Snooze allows you to use plugins to modify the default behaviour of the application. This page will give you an overview of which components you can plug in Snooze.
This section will guide you through the general mechanisms used in Snooze to load its plugins.
Plugins in Snooze are jar files containing classes (one or a set of) compiled outside of the core system and injected at runtime into the system. The plugins have to be located in globals.pluginsDirectory (see Snoozenode Config File). This injection takes place after getting the parameters needed by the plugin from the configuration file (by default snooze_node.cfg).
A plugin contains a main class which derives from an abstract superclass (except for the monitoring estimator, see below). This class must contain a constructor without parameter and a method initialize which is called right after the constructor and is responsible for settings the specific parameter of the plugin.
Below we give a short description of the part which can be used as plugin in Snooze. You can refer to the javadoc (javadoc) to figure out what is available inside your plugin learn from the snooze-plugins project (snooze-plugins).
This class is responsible for the estimation made on virtual machines resources (CPU, Memory and network).
This class is responsible for the estimation made on host resources (defined in the configuration file).
Resource demand estimator is used for estimate the node resources utilization (Groupmanagers, Localcontroller, Virtualmachines), it is intensively used in placement algorithm (e.g sort the local controller, figure out if a group manager has enough capacity ...).
GroupManager Placement Policy is responsible for placing virtual machines on local controllers.
GroupLeader Dispatching Policy is responsible for dispatching virtual machines on group managers.

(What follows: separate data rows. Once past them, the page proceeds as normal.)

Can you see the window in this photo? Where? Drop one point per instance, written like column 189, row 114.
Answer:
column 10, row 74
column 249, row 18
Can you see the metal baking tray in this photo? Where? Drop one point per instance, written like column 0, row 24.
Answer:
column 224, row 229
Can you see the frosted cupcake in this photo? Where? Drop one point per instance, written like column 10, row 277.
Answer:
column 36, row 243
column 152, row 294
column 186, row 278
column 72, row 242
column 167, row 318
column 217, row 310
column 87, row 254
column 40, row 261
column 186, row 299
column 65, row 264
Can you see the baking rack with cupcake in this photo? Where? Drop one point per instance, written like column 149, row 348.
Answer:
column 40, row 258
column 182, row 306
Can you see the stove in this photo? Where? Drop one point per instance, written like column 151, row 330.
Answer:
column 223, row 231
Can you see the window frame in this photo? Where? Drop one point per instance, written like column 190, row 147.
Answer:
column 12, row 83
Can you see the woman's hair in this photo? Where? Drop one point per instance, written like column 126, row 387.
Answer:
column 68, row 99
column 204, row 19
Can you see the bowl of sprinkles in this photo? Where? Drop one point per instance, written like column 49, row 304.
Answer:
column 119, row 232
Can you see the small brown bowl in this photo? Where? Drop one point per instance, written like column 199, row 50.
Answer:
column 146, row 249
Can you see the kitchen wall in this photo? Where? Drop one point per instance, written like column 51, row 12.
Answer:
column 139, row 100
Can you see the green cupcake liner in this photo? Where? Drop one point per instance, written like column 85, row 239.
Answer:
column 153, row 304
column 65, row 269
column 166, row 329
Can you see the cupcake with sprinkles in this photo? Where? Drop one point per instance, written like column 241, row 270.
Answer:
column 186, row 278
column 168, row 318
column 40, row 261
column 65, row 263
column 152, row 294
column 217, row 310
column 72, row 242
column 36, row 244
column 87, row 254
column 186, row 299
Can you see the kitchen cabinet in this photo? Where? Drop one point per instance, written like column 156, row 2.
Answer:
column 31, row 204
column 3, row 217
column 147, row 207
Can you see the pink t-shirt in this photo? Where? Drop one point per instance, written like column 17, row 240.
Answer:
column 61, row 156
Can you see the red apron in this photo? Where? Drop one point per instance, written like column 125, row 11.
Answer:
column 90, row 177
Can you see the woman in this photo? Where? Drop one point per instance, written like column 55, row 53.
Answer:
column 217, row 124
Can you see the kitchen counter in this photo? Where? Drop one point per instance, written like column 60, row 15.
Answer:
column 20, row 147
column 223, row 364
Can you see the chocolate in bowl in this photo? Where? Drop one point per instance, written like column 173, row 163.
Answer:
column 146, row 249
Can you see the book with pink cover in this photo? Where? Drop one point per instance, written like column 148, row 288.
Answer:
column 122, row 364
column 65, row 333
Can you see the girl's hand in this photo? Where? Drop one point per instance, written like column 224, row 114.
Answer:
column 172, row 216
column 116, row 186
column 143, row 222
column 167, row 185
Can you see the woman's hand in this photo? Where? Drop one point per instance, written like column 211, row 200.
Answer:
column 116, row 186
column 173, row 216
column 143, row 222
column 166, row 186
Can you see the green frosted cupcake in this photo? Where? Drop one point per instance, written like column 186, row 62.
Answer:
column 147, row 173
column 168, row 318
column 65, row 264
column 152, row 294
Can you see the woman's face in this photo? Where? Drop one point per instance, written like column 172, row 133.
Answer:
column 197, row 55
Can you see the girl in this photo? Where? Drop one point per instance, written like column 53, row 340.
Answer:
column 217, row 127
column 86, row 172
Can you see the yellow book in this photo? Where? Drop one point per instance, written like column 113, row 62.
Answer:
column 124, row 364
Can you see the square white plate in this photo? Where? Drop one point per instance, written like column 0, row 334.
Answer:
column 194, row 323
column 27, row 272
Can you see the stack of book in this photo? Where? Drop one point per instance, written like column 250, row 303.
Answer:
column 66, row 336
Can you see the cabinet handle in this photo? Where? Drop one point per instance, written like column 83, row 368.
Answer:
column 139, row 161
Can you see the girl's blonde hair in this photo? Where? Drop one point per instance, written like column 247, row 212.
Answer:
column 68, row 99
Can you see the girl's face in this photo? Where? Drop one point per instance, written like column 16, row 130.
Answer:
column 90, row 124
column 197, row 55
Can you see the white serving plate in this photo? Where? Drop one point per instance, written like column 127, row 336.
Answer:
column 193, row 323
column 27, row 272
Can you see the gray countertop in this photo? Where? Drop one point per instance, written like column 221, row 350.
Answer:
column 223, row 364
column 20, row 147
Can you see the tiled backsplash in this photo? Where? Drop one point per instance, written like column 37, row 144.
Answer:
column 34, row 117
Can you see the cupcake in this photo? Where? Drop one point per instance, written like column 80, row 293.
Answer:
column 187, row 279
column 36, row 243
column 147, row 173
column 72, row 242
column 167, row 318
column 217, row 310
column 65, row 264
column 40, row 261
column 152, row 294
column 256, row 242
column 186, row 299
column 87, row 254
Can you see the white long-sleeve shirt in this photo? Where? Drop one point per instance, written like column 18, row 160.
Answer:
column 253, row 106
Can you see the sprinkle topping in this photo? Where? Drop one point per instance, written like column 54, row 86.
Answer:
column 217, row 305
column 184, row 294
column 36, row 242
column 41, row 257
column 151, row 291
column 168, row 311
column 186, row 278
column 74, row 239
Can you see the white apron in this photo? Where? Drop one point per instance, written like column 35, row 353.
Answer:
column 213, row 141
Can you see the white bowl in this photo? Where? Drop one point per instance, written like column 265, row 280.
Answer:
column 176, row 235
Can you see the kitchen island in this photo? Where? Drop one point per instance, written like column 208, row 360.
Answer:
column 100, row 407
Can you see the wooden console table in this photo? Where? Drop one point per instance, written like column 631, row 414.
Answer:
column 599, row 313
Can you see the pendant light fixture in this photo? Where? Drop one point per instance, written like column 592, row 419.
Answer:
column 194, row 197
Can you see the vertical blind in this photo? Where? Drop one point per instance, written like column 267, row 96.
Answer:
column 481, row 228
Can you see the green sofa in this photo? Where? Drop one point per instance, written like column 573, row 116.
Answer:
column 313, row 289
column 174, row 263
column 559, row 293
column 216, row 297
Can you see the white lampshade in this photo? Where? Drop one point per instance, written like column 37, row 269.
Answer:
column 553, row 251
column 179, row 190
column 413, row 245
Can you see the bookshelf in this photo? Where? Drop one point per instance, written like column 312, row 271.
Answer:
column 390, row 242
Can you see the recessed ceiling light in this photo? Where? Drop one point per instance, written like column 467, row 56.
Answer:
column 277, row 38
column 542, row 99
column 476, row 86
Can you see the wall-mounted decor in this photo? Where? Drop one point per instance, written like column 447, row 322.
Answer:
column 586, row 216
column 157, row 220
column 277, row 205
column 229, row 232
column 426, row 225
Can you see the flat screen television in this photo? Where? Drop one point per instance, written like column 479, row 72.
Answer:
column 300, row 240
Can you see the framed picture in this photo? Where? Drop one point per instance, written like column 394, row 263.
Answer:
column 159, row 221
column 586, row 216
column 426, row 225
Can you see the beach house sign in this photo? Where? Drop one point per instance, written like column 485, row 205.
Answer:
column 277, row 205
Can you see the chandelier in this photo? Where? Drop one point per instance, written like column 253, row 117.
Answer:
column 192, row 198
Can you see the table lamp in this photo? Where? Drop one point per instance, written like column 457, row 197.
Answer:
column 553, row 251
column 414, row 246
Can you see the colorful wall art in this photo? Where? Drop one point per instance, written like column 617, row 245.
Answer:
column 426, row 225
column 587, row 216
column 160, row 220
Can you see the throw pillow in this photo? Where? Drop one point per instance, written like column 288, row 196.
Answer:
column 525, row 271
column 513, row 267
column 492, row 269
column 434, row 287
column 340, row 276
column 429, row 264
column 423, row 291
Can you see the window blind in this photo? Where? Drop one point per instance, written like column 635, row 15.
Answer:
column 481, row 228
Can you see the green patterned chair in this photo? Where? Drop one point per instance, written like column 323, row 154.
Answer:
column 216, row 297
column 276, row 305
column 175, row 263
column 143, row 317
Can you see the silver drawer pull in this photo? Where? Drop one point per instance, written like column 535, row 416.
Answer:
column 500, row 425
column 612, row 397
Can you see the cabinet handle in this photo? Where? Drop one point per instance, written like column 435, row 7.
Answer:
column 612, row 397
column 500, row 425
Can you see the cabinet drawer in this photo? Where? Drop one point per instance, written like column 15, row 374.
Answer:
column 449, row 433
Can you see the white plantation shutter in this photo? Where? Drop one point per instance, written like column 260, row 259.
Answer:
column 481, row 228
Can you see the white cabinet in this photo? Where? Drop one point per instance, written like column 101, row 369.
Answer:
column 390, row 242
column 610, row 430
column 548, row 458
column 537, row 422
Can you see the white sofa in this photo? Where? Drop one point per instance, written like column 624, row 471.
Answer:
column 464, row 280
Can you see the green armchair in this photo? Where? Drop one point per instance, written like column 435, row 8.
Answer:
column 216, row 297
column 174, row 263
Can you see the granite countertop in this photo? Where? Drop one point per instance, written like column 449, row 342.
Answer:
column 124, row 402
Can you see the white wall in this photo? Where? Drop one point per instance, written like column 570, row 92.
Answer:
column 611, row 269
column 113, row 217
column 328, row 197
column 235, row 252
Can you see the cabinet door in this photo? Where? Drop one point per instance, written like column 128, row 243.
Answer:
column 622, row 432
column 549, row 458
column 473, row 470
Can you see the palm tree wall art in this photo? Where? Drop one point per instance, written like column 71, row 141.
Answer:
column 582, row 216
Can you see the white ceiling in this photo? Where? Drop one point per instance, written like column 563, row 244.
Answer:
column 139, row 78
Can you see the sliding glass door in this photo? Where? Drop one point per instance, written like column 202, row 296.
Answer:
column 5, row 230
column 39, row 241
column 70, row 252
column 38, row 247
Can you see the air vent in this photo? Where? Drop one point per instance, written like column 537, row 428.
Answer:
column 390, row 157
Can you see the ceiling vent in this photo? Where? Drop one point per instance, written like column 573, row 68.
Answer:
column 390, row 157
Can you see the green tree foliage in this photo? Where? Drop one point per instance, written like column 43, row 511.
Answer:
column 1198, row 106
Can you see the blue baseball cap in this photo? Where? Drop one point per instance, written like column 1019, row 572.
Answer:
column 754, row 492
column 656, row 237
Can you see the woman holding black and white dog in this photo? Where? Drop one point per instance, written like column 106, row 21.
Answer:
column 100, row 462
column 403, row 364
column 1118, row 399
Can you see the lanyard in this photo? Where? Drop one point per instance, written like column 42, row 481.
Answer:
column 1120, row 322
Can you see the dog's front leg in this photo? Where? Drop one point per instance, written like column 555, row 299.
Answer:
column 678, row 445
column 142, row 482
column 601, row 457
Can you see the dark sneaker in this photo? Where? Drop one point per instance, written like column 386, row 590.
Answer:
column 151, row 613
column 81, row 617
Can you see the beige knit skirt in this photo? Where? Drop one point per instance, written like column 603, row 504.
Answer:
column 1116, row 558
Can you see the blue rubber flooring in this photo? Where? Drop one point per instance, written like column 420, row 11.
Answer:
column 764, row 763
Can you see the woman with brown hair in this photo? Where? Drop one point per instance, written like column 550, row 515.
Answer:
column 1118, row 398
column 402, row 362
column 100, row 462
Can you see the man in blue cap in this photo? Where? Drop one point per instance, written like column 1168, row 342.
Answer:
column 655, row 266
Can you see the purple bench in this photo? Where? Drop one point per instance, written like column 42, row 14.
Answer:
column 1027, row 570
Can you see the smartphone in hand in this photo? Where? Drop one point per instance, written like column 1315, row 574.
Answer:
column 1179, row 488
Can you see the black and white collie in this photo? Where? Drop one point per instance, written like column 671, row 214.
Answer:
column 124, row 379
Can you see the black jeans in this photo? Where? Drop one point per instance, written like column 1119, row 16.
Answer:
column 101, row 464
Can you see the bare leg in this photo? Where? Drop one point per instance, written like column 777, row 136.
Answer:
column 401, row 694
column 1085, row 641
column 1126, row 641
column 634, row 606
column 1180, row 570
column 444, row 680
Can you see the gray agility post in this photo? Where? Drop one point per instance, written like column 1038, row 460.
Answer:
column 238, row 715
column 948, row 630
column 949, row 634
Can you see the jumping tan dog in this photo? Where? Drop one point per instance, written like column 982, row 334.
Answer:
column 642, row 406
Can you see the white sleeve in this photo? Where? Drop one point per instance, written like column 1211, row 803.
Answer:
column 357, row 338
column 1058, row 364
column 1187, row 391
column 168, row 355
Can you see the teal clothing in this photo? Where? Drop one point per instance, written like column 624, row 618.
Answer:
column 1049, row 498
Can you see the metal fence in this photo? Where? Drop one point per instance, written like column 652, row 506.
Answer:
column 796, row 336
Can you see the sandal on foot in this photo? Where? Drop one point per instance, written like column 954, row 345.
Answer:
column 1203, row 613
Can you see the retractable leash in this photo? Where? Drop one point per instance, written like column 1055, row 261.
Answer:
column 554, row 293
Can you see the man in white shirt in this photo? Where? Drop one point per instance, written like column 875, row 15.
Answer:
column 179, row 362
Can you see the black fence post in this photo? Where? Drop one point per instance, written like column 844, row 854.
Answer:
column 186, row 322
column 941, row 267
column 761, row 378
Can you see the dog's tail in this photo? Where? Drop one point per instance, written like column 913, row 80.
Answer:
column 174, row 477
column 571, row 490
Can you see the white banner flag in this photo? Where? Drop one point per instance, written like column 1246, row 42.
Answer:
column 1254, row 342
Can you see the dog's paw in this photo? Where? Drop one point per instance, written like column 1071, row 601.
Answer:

GroupLeader Assignement Policy is responsible for assignement of local controllers on group managers.
Anomaly detector is responsible for detecting anomaly on the local controller it runs. In case of detection it sends a message to the group manager.
Anomaly resolver is responsible for resolving an anomaly. Anomaly resolver receives the anomaly message sent by the anomaly local controller.
A host monitor is responsible for getting metrics for the local controller it runs on. You can plug as many monitor you want (be reasonable though).